I confess, I have been reading the book for the past few weeks, sometimes reading several chapters, sometimes musing over a single paragraph, and then thinking about it while I walk around outside in my backyard. It’s all a reverie for me, as I think about Douglas Chambers. I had asked a few fellow alumni about Chambers, without success, and then today one of the same cohort pointed to his obituary.

There’s so much more to him than just the book. Chambers was an activist in the heady days when being openly gay was a bold political statement. I regret that I didn’t spend more time just listening.
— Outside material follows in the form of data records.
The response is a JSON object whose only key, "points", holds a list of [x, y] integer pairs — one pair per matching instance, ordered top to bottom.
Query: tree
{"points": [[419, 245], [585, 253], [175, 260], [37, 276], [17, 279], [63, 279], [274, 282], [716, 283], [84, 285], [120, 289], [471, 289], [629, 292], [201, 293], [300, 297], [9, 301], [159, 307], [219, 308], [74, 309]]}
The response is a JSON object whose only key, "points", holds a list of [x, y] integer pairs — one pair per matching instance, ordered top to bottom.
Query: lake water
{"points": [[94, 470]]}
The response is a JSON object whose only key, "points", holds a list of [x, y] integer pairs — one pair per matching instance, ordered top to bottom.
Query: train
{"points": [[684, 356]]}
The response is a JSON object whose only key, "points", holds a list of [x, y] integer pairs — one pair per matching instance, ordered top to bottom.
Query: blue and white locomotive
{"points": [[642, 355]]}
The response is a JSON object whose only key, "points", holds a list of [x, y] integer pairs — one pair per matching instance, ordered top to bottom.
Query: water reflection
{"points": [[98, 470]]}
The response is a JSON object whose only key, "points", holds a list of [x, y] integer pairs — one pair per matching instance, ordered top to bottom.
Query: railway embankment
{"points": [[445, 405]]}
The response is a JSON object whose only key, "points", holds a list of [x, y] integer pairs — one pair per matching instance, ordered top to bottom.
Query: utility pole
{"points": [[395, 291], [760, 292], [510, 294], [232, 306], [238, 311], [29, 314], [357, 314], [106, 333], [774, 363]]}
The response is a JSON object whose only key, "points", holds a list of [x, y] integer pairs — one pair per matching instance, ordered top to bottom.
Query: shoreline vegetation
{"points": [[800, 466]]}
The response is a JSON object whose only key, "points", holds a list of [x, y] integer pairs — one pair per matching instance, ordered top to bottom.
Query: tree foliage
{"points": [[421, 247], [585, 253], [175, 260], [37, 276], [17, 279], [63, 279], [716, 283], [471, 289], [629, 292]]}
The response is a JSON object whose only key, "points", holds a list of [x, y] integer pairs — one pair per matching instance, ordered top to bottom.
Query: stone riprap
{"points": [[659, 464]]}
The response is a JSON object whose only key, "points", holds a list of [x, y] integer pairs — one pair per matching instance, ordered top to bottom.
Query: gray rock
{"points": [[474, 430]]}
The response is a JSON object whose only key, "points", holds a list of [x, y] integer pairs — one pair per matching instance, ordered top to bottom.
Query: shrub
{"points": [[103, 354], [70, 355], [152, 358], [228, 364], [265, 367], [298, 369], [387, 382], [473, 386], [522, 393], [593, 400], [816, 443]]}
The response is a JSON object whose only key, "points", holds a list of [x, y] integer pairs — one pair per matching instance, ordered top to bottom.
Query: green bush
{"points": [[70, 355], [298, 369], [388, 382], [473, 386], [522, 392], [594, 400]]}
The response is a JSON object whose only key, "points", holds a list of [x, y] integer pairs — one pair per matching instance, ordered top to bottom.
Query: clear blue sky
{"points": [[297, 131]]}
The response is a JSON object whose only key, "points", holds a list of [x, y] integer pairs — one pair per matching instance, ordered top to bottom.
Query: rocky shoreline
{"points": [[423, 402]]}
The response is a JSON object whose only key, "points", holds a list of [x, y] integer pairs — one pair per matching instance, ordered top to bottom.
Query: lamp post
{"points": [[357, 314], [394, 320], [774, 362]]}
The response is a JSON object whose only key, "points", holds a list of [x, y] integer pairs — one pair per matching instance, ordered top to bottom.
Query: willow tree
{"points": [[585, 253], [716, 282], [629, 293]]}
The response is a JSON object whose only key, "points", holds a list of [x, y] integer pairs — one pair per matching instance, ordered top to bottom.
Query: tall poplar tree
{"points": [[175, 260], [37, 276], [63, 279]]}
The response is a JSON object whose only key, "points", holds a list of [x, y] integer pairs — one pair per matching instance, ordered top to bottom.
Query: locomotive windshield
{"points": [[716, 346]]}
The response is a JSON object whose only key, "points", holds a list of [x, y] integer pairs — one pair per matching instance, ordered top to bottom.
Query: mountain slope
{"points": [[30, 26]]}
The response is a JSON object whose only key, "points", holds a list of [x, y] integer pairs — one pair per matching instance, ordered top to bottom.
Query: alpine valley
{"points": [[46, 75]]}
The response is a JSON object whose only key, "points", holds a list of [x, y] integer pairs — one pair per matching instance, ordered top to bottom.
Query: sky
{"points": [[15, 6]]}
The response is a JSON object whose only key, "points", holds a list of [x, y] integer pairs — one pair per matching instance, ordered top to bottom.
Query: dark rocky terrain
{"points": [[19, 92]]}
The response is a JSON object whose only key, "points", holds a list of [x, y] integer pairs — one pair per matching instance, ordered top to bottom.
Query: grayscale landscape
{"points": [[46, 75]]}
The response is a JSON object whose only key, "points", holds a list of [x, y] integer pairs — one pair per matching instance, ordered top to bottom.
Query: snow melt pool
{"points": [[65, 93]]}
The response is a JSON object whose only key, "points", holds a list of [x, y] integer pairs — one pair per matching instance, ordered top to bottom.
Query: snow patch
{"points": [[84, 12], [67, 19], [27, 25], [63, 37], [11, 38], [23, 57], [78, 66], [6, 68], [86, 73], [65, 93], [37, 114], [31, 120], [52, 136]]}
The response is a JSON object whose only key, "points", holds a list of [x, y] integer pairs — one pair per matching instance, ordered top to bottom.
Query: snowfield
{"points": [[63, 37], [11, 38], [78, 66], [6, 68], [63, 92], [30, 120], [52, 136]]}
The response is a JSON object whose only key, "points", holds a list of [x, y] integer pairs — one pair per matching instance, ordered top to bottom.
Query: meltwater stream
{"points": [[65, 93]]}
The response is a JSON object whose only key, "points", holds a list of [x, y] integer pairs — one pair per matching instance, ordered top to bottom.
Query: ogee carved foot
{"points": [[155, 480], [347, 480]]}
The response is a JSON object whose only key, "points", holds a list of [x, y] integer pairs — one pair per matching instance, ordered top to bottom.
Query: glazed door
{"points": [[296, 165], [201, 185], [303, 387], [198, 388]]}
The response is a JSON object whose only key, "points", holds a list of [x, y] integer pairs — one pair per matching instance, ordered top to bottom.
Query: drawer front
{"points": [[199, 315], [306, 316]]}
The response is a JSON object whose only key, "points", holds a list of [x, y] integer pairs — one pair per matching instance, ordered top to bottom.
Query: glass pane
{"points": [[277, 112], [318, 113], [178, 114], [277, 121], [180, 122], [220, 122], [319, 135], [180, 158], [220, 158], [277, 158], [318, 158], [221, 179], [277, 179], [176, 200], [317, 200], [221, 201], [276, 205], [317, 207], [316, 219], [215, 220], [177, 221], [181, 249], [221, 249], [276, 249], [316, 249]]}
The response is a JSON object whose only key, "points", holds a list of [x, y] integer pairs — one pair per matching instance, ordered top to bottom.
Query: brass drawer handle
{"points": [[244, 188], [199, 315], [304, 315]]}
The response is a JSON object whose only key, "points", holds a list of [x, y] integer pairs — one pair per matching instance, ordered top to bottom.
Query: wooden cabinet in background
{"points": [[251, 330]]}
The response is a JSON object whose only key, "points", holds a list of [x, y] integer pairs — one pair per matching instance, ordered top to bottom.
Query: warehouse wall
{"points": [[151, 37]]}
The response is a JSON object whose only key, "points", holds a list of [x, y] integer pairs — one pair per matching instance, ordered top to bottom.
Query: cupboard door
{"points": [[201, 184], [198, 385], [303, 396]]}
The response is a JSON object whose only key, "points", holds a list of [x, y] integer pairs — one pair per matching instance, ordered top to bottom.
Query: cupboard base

chambersStonyground –originally taken out of that library the first time I read it, now something I’ve purchased—is a belated opportunity to really hear what he has to say. There is such richness in this book that at times it reminds me of poetry or the Bible. I can imagine a concordance capturing all the references & implications.

Or one can simply read it and enjoy it. He seems to go off on a bit of an unpretentious tangent in quoting John Evelyn’s salad dressing recipe. This is the same Evelyn whose Letterbooks represent the final great project of Chambers’ academic life, completed in collaboration with David Galbraith & released in two handsome volumes in 2014. What seems to be off topic or irrelevant is surely a matter of defying conventional wisdom, especially if one understands a thing by coming only from within the logic of a single discipline. Chambers in citing Evelyn on vegetable gardens signals to us the same thing he regularly did to his students, namely that there’s always a bit more to it than what’s on the surface. Never fully awed by the usual rules of the discipline he might leave us gasping at his references & the connections he made, while refusing to put anyone on a special pedestal.

Chambers may have passed but I still have his books. And that’s a treasury.  Stonyground appeared in 1996 but is still available new or used from a couple of different online sites.